I try my hardest never to set my heart on anything. But, more often than not, I fail miserably. I fall deeply in love with things, people or ideas and as a result often obsess myself into an oblivion. I'm embarrassed to admit that Christian Louboutin wedding shoes were one of those things that somehow, despite my most valiant efforts, my heart ended up set on. They were never really a valid possibility, not for one minute. At over $700, Mr. Diagnosis Deferred would have laughed himself silly at the mere suggestion. But, for some reason I was unable to let the thought of them go.
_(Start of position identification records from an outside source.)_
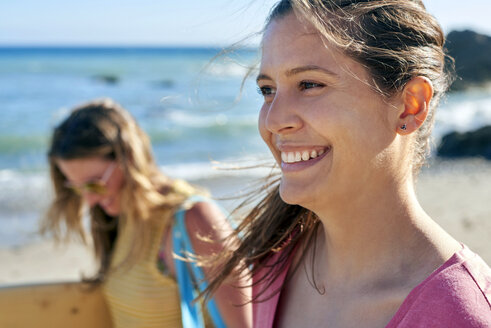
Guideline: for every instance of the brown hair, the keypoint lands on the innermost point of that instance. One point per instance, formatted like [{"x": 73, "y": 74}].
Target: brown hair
[
  {"x": 105, "y": 129},
  {"x": 394, "y": 40}
]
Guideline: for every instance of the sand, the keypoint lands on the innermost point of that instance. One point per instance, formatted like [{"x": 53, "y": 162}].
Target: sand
[{"x": 456, "y": 194}]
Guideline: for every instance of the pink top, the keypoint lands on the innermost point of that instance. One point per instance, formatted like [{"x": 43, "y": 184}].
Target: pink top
[{"x": 457, "y": 294}]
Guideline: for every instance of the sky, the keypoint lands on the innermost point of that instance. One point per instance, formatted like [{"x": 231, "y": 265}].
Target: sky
[{"x": 173, "y": 23}]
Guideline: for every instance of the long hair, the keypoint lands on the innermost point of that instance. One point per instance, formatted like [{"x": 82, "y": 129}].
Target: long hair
[
  {"x": 394, "y": 40},
  {"x": 106, "y": 130}
]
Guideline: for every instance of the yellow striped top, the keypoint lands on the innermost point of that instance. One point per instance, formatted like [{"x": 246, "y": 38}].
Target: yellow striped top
[{"x": 140, "y": 295}]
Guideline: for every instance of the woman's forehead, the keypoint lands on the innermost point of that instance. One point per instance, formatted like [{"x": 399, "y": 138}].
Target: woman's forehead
[{"x": 290, "y": 43}]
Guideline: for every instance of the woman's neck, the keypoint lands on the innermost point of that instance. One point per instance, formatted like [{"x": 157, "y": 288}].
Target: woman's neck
[{"x": 385, "y": 234}]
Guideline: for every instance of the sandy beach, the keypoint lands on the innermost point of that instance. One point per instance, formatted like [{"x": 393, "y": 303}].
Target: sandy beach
[{"x": 454, "y": 193}]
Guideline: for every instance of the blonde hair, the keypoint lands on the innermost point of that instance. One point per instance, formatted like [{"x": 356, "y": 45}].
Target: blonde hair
[
  {"x": 104, "y": 129},
  {"x": 394, "y": 40}
]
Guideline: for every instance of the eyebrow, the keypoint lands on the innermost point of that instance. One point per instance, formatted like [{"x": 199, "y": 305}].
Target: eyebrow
[{"x": 298, "y": 70}]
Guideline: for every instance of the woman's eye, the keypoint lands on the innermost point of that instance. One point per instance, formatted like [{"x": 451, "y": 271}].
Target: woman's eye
[
  {"x": 266, "y": 91},
  {"x": 309, "y": 85}
]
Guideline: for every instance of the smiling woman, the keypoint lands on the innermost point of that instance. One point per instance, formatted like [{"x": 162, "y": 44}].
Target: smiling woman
[{"x": 350, "y": 90}]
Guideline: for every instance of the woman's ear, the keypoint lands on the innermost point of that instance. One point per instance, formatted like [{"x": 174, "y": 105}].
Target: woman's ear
[{"x": 416, "y": 97}]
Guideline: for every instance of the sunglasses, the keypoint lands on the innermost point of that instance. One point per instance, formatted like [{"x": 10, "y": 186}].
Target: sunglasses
[{"x": 97, "y": 186}]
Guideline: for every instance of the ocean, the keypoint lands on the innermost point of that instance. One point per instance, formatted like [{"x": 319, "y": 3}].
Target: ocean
[{"x": 189, "y": 104}]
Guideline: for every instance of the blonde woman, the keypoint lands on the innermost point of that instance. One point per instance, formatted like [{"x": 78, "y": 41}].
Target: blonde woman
[
  {"x": 99, "y": 156},
  {"x": 350, "y": 91}
]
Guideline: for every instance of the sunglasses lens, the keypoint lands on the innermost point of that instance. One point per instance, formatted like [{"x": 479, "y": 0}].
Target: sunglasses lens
[
  {"x": 95, "y": 188},
  {"x": 90, "y": 187}
]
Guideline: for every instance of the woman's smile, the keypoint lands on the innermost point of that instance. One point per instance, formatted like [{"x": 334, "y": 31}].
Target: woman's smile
[{"x": 293, "y": 160}]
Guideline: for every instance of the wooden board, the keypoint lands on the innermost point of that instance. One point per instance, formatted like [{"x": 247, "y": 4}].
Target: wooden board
[{"x": 67, "y": 305}]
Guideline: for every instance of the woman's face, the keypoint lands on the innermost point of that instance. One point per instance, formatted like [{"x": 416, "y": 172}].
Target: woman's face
[
  {"x": 329, "y": 131},
  {"x": 99, "y": 181}
]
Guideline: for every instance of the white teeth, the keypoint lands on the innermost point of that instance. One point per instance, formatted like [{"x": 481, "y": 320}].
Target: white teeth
[
  {"x": 298, "y": 156},
  {"x": 284, "y": 157}
]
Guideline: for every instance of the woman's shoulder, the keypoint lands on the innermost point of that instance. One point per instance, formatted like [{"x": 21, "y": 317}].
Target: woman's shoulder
[{"x": 458, "y": 294}]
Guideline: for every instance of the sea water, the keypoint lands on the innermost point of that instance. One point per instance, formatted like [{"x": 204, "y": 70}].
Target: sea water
[{"x": 186, "y": 100}]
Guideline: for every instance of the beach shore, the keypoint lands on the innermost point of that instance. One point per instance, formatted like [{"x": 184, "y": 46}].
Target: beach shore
[{"x": 454, "y": 193}]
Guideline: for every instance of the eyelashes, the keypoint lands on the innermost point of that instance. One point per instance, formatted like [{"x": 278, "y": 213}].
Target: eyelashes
[{"x": 267, "y": 90}]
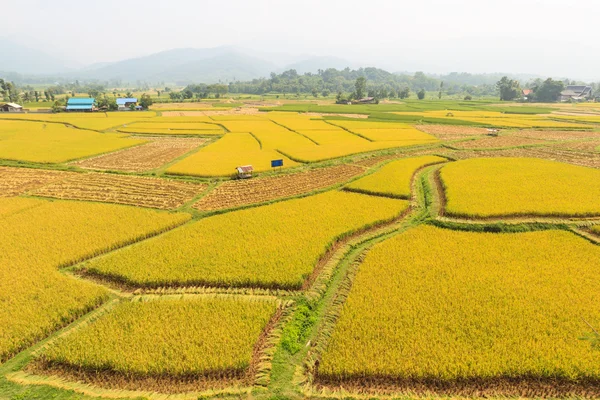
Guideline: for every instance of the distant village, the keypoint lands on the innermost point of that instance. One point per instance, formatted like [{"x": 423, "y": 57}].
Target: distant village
[{"x": 82, "y": 104}]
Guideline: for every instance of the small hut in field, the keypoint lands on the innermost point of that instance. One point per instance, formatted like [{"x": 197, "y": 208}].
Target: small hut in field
[
  {"x": 10, "y": 107},
  {"x": 244, "y": 171}
]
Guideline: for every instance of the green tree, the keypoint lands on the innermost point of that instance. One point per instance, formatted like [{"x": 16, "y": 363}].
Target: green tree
[
  {"x": 404, "y": 93},
  {"x": 509, "y": 89},
  {"x": 145, "y": 101},
  {"x": 360, "y": 87}
]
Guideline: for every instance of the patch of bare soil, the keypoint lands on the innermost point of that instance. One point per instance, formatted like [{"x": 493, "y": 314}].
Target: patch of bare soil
[
  {"x": 160, "y": 151},
  {"x": 123, "y": 189},
  {"x": 447, "y": 132},
  {"x": 497, "y": 142},
  {"x": 250, "y": 191}
]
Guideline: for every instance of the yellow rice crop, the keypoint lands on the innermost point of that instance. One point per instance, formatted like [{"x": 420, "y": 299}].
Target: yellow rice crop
[
  {"x": 329, "y": 151},
  {"x": 394, "y": 134},
  {"x": 95, "y": 121},
  {"x": 271, "y": 246},
  {"x": 39, "y": 238},
  {"x": 358, "y": 125},
  {"x": 223, "y": 156},
  {"x": 305, "y": 123},
  {"x": 335, "y": 136},
  {"x": 520, "y": 186},
  {"x": 13, "y": 205},
  {"x": 271, "y": 135},
  {"x": 170, "y": 336},
  {"x": 393, "y": 179},
  {"x": 462, "y": 305},
  {"x": 55, "y": 143}
]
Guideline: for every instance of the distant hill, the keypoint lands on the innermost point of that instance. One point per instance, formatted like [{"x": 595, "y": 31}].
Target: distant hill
[
  {"x": 183, "y": 66},
  {"x": 15, "y": 57},
  {"x": 313, "y": 64}
]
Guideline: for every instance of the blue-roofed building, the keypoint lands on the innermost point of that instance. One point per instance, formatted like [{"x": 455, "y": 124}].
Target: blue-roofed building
[
  {"x": 81, "y": 104},
  {"x": 125, "y": 103}
]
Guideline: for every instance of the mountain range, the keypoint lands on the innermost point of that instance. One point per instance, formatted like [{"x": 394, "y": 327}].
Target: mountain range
[{"x": 180, "y": 66}]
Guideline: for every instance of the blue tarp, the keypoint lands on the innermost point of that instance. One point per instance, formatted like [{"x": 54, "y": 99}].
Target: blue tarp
[
  {"x": 69, "y": 108},
  {"x": 81, "y": 102}
]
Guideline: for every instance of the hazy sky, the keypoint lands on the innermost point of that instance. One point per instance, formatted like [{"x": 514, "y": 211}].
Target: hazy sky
[{"x": 546, "y": 37}]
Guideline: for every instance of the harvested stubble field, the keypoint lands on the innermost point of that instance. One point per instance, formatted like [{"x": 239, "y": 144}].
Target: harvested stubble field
[
  {"x": 275, "y": 246},
  {"x": 34, "y": 242},
  {"x": 498, "y": 142},
  {"x": 519, "y": 187},
  {"x": 210, "y": 341},
  {"x": 446, "y": 132},
  {"x": 251, "y": 191},
  {"x": 123, "y": 189},
  {"x": 586, "y": 146},
  {"x": 220, "y": 158},
  {"x": 393, "y": 179},
  {"x": 160, "y": 151},
  {"x": 472, "y": 314},
  {"x": 16, "y": 181}
]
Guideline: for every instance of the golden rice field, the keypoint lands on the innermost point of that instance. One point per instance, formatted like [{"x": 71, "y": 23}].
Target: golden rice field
[
  {"x": 293, "y": 138},
  {"x": 290, "y": 276},
  {"x": 174, "y": 336},
  {"x": 16, "y": 181},
  {"x": 40, "y": 236},
  {"x": 334, "y": 137},
  {"x": 498, "y": 142},
  {"x": 393, "y": 179},
  {"x": 489, "y": 187},
  {"x": 274, "y": 246},
  {"x": 94, "y": 121},
  {"x": 479, "y": 307},
  {"x": 55, "y": 143},
  {"x": 498, "y": 119}
]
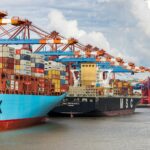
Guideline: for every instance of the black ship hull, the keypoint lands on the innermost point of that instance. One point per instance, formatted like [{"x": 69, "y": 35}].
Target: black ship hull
[{"x": 96, "y": 106}]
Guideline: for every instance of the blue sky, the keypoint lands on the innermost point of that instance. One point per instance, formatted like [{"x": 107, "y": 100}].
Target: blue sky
[{"x": 122, "y": 27}]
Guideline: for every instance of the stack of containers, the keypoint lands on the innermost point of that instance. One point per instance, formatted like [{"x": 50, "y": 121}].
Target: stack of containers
[
  {"x": 7, "y": 66},
  {"x": 23, "y": 62},
  {"x": 7, "y": 59},
  {"x": 52, "y": 72},
  {"x": 37, "y": 65}
]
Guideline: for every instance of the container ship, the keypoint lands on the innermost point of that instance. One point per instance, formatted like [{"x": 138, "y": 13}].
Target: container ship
[
  {"x": 30, "y": 86},
  {"x": 97, "y": 92},
  {"x": 146, "y": 92}
]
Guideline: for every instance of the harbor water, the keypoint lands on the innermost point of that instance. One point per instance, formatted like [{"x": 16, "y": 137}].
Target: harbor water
[{"x": 131, "y": 132}]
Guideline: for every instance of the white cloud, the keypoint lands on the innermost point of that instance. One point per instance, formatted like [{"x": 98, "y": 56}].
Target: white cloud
[
  {"x": 69, "y": 28},
  {"x": 142, "y": 13}
]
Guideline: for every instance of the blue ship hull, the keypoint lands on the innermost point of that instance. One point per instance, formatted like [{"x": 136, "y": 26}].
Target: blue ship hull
[{"x": 24, "y": 110}]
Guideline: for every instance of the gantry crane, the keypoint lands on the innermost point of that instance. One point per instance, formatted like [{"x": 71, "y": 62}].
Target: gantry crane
[{"x": 21, "y": 30}]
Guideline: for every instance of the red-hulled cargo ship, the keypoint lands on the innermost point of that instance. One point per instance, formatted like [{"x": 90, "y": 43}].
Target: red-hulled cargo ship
[{"x": 97, "y": 92}]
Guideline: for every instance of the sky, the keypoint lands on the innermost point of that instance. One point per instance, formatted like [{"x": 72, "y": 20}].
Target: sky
[{"x": 121, "y": 27}]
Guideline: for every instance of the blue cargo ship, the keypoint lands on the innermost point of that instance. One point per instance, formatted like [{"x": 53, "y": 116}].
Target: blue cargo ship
[{"x": 17, "y": 111}]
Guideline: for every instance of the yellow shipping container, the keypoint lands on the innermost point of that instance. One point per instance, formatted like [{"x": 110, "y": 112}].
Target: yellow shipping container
[
  {"x": 88, "y": 71},
  {"x": 53, "y": 72},
  {"x": 17, "y": 67},
  {"x": 87, "y": 82},
  {"x": 49, "y": 72},
  {"x": 57, "y": 90},
  {"x": 1, "y": 65}
]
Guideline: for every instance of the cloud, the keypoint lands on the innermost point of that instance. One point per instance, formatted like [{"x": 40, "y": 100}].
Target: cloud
[
  {"x": 69, "y": 28},
  {"x": 142, "y": 13}
]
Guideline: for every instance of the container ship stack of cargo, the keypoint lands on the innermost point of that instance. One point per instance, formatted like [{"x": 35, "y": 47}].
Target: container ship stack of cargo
[
  {"x": 146, "y": 93},
  {"x": 97, "y": 92},
  {"x": 28, "y": 90}
]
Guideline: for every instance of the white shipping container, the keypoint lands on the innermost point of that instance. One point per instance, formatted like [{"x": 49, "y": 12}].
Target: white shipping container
[
  {"x": 5, "y": 54},
  {"x": 32, "y": 64}
]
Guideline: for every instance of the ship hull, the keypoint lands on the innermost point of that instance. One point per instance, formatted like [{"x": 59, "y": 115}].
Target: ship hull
[
  {"x": 96, "y": 106},
  {"x": 18, "y": 111}
]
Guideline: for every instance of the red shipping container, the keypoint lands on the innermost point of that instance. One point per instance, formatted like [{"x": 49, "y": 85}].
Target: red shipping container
[
  {"x": 37, "y": 70},
  {"x": 17, "y": 51}
]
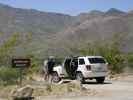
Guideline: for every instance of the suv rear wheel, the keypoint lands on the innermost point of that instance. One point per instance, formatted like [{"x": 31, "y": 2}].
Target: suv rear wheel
[
  {"x": 100, "y": 80},
  {"x": 79, "y": 77}
]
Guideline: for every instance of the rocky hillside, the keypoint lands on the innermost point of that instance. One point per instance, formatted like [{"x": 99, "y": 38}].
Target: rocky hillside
[{"x": 58, "y": 33}]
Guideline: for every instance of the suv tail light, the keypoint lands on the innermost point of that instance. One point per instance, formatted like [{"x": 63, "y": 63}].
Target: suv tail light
[{"x": 88, "y": 67}]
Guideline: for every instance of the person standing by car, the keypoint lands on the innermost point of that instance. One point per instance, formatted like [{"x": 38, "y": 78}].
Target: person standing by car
[{"x": 49, "y": 64}]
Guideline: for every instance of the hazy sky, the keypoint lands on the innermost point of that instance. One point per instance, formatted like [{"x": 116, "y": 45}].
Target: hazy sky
[{"x": 72, "y": 7}]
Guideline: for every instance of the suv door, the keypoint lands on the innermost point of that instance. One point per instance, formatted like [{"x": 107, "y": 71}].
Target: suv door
[{"x": 81, "y": 64}]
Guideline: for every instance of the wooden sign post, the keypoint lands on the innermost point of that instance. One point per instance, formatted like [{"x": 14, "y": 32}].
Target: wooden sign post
[{"x": 21, "y": 64}]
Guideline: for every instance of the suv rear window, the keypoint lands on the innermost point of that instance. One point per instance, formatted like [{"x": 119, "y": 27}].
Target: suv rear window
[{"x": 96, "y": 60}]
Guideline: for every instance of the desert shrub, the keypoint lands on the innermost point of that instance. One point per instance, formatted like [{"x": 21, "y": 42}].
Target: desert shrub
[{"x": 8, "y": 75}]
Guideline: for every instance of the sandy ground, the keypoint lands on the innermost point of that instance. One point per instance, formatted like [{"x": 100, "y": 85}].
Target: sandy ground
[{"x": 120, "y": 89}]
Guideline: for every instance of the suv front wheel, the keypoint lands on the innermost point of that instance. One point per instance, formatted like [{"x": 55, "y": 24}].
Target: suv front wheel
[
  {"x": 79, "y": 77},
  {"x": 100, "y": 80}
]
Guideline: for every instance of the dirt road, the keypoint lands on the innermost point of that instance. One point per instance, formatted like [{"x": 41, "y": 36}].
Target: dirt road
[{"x": 121, "y": 89}]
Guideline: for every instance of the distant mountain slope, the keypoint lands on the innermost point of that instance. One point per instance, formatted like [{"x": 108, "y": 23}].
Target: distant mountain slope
[
  {"x": 55, "y": 33},
  {"x": 99, "y": 26},
  {"x": 23, "y": 21}
]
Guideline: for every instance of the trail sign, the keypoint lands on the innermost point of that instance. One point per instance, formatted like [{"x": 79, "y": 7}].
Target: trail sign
[{"x": 21, "y": 63}]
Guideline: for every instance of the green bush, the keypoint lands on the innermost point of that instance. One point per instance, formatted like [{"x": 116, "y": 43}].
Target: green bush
[{"x": 8, "y": 75}]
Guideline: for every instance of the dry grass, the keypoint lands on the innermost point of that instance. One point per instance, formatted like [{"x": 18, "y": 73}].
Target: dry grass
[{"x": 62, "y": 90}]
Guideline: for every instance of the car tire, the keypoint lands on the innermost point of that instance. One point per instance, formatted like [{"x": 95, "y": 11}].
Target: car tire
[
  {"x": 55, "y": 78},
  {"x": 100, "y": 80},
  {"x": 79, "y": 77}
]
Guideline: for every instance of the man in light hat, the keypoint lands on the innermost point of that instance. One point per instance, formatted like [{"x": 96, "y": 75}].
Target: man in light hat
[{"x": 49, "y": 64}]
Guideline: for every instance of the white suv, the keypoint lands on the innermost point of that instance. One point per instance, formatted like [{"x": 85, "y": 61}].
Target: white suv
[{"x": 81, "y": 68}]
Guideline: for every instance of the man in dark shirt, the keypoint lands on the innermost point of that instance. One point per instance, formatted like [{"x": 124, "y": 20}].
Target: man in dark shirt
[{"x": 50, "y": 66}]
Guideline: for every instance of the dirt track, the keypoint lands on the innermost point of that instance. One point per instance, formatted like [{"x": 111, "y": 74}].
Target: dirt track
[{"x": 121, "y": 89}]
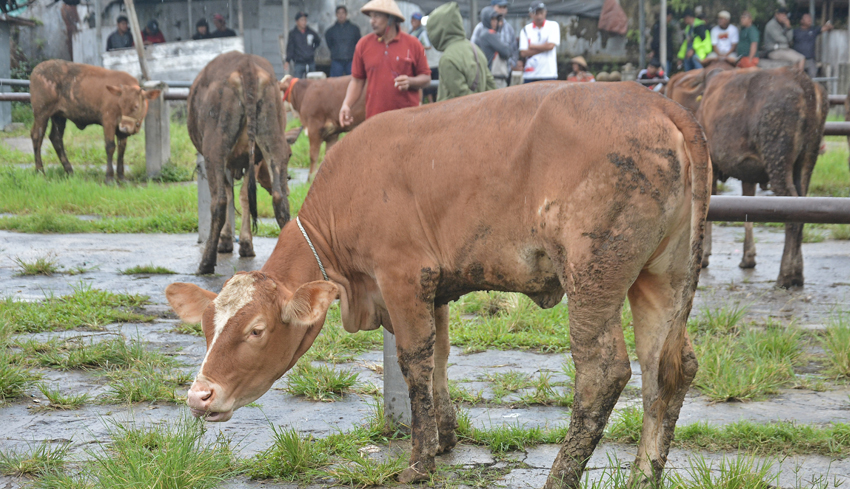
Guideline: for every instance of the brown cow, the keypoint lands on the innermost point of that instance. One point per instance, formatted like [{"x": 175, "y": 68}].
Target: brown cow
[
  {"x": 553, "y": 210},
  {"x": 765, "y": 126},
  {"x": 61, "y": 90},
  {"x": 318, "y": 103},
  {"x": 236, "y": 114}
]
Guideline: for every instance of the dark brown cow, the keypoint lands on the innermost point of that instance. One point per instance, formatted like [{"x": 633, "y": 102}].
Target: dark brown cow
[
  {"x": 765, "y": 126},
  {"x": 235, "y": 111},
  {"x": 318, "y": 103},
  {"x": 420, "y": 206},
  {"x": 86, "y": 95}
]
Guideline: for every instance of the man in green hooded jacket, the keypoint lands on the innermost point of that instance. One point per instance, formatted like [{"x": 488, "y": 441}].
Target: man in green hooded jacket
[{"x": 463, "y": 67}]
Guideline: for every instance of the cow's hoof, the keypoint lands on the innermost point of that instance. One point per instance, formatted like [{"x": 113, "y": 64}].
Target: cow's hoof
[
  {"x": 225, "y": 245},
  {"x": 414, "y": 474},
  {"x": 447, "y": 442},
  {"x": 246, "y": 249}
]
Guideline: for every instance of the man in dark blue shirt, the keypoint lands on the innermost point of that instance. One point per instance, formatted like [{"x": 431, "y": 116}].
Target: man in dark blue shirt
[
  {"x": 342, "y": 38},
  {"x": 805, "y": 38}
]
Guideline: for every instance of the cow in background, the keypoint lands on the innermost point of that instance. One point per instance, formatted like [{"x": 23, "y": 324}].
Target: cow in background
[
  {"x": 85, "y": 94},
  {"x": 236, "y": 121},
  {"x": 318, "y": 103},
  {"x": 765, "y": 126}
]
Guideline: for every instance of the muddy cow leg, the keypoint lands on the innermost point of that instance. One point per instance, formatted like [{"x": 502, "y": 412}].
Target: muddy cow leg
[
  {"x": 749, "y": 259},
  {"x": 246, "y": 244},
  {"x": 660, "y": 310},
  {"x": 225, "y": 239},
  {"x": 122, "y": 146},
  {"x": 57, "y": 131},
  {"x": 706, "y": 247},
  {"x": 446, "y": 417},
  {"x": 602, "y": 371},
  {"x": 39, "y": 128},
  {"x": 410, "y": 304},
  {"x": 214, "y": 162}
]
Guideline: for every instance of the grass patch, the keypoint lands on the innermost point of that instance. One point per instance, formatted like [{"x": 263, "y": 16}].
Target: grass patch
[
  {"x": 45, "y": 265},
  {"x": 320, "y": 383},
  {"x": 836, "y": 343},
  {"x": 147, "y": 270},
  {"x": 62, "y": 402},
  {"x": 519, "y": 325},
  {"x": 37, "y": 460},
  {"x": 84, "y": 307}
]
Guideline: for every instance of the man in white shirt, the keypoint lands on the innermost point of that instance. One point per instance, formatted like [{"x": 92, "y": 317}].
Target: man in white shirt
[
  {"x": 537, "y": 43},
  {"x": 724, "y": 38}
]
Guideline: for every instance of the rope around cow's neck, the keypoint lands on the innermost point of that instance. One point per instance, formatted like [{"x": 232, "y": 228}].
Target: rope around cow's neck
[{"x": 313, "y": 249}]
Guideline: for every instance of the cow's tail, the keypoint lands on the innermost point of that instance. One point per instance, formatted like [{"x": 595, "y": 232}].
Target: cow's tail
[
  {"x": 671, "y": 372},
  {"x": 250, "y": 90}
]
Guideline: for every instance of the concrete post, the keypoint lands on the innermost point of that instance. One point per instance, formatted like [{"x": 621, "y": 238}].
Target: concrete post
[
  {"x": 5, "y": 72},
  {"x": 204, "y": 202},
  {"x": 157, "y": 131},
  {"x": 396, "y": 395}
]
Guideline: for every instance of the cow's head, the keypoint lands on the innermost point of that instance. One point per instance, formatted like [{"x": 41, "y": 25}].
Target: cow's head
[
  {"x": 256, "y": 330},
  {"x": 133, "y": 105}
]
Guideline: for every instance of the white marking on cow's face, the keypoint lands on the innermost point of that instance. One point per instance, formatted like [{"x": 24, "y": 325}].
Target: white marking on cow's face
[{"x": 236, "y": 294}]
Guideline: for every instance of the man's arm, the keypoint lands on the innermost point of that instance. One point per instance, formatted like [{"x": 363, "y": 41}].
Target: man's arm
[{"x": 352, "y": 93}]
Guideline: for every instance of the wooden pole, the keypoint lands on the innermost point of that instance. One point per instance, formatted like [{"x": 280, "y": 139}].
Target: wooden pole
[{"x": 137, "y": 39}]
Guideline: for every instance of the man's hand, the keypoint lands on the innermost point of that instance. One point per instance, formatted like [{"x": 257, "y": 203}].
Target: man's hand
[
  {"x": 402, "y": 83},
  {"x": 345, "y": 118}
]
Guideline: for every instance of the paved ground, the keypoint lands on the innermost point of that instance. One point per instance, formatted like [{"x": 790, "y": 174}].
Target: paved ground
[{"x": 827, "y": 290}]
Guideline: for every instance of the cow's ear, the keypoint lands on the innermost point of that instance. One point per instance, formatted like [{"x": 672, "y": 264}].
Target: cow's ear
[
  {"x": 189, "y": 301},
  {"x": 309, "y": 303}
]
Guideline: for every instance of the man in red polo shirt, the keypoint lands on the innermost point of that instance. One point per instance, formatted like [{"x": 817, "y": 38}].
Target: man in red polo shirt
[{"x": 392, "y": 61}]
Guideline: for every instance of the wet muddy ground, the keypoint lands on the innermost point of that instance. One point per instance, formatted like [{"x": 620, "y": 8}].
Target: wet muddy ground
[{"x": 827, "y": 291}]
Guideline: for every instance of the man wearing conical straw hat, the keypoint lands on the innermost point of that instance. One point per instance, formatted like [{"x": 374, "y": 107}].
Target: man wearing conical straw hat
[{"x": 392, "y": 62}]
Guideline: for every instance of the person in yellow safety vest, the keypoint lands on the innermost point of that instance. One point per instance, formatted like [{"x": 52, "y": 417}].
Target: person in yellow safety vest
[{"x": 697, "y": 43}]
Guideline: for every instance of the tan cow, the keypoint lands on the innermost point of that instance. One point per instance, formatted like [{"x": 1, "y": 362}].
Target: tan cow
[
  {"x": 85, "y": 95},
  {"x": 511, "y": 190},
  {"x": 765, "y": 126},
  {"x": 318, "y": 103}
]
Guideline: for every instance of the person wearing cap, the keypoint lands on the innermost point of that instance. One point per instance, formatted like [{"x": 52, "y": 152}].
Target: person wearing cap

Until my bridal shop called, on the morning of my first fitting kindly reminding that I would not be fitted without my bridal shoes, which, as a result of my unreasonable attachment to the unattainable Louboutins, I had not yet purchased. In a frenzied panic, I sprinted through the city in an attempt to find something that I adored almost as much as my "not a chance in hell shoes."
I'm sure you know where this story is going... After 8 shoe stores I settled on shoes that I would describe as "perfectly fine." Do I love them? No. Are they perfectly fine? Yes.(In blue, of course.)
I just keep reminding myself that I would have been dying in 4 inch heels all night anyway. Plus, if I wore Louboutins to my wedding, what the hell would I have to look forward to?